I always feel guilty after eating in City Burger, but it is a guilt I can live with. The same guilt that possesses me whenever I cross the street from my office in Silliman University to the stone's throw distance of Nena's Kamalig. People have made distinctions about the grilling of chicken. There is supposed to be the Dumaguete-style (Jo's and City Burger's), and there is the Bacolod-style. We first imported the latter a few years back with the coming of Nena's Kamalig, which serves liempo
and chicken and a host of other grilled meat in a distinctive taste that is a combination of burnt liver and catsup. The mixture is surprisingly delicious -- but it is never complete without the final touch: that sauce on your table that looks like reddish moonshine. It is chicken oil drippings. "Egad, cholesterol
. That's a heart attack waiting to happen!" a health-conscious friend once warned me.
"Honey," I said, "it's a risk anyone's willing to take."

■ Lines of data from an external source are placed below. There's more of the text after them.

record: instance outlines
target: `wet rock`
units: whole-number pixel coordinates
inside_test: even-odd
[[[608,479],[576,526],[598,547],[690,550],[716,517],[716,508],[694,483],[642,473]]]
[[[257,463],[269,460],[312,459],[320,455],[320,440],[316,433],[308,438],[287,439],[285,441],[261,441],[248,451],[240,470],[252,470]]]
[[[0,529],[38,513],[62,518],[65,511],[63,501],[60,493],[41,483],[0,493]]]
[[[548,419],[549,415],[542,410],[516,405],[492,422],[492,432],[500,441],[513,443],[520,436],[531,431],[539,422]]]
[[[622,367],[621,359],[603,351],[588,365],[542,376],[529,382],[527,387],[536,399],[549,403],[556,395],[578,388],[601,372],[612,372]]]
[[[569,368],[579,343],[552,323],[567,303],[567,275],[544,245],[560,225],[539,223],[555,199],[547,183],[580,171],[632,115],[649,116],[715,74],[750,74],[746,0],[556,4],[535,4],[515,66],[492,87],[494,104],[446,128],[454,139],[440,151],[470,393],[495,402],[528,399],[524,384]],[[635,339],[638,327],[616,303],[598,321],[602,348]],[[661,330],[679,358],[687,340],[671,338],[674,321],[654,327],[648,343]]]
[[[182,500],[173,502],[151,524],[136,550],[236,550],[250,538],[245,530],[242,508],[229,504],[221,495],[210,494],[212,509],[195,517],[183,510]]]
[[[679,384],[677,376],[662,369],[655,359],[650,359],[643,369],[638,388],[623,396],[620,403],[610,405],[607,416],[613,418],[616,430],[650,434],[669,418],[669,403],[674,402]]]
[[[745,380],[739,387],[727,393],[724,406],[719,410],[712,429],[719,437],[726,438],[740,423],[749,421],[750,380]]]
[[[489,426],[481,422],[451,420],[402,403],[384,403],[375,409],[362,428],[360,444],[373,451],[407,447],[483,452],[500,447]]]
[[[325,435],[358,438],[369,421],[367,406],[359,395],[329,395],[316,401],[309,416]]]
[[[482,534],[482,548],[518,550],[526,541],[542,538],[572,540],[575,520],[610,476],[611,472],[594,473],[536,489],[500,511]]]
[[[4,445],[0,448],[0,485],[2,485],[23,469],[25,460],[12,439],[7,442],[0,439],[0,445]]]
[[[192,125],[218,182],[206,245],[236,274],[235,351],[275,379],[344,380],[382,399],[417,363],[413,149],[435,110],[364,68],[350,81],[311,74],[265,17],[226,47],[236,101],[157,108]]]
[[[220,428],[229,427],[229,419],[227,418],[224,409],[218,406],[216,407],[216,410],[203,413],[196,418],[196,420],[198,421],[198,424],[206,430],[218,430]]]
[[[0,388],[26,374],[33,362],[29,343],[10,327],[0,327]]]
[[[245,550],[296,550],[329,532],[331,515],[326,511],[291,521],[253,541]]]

I won't risk anything, though, for Ati-Atihan, whose chicken is quite passable -- but there's nothing's new about it. Not even the amakan
interiors (and faucets built from banga
), which seems to be the proscribed material design for any chicken place in Dumaguete and elsewhere. And Dumaguete Fried Chicken? Mark told me once they made the best chili chicken wings. I've been missing the spicy chicken wings from defunct Giacomino's. And so we went one evening to DFC, got horrid service, and were eventually given a miniscule serving of the dish incompatible with its steep price. Plus an order of soggy pizza. Of the chicken: an uninspired piece of fried meat dipped in chili sauce. We left our review of the food on their paper napkin, lettered with their catsup: "Wala'y lami."
I'd rather go chicken-hopping to the various lechon manok
stalls all over the place, especially Manok ni San Pedro, and then Golden Roy's -- the original lechon manok
place, its generous chicken still amazingly spicy to the smell and to the taste.
Eventually, though, we all still go to Jo's for our chicken. A few years ago, when my Dutch friend Martin Slot came into town, Jo's became the first in our list of places to go and explore local delicacies. This was before the restaurant became the swanky place it is now. (The old Jo's was a crowded affair of amakan
darkened with soot and the grime of years.) When we finally had our orders, I told him that the only way to go about eating chicken inato
is through bare hands straight to mouth. "No spoons and forks here. Kamayan
is the way to go about it," I told him. And we did -- me and this flabbergasted foreigner who must have thought this society strange, people eating with bare hands. But it didn't really matter. Because, really, this was the only way to go about it: chicken touching skin, going straight to mouth. Such ritual has become the mark of our familiars. It is our bare, intimate homage to the food that defines us all.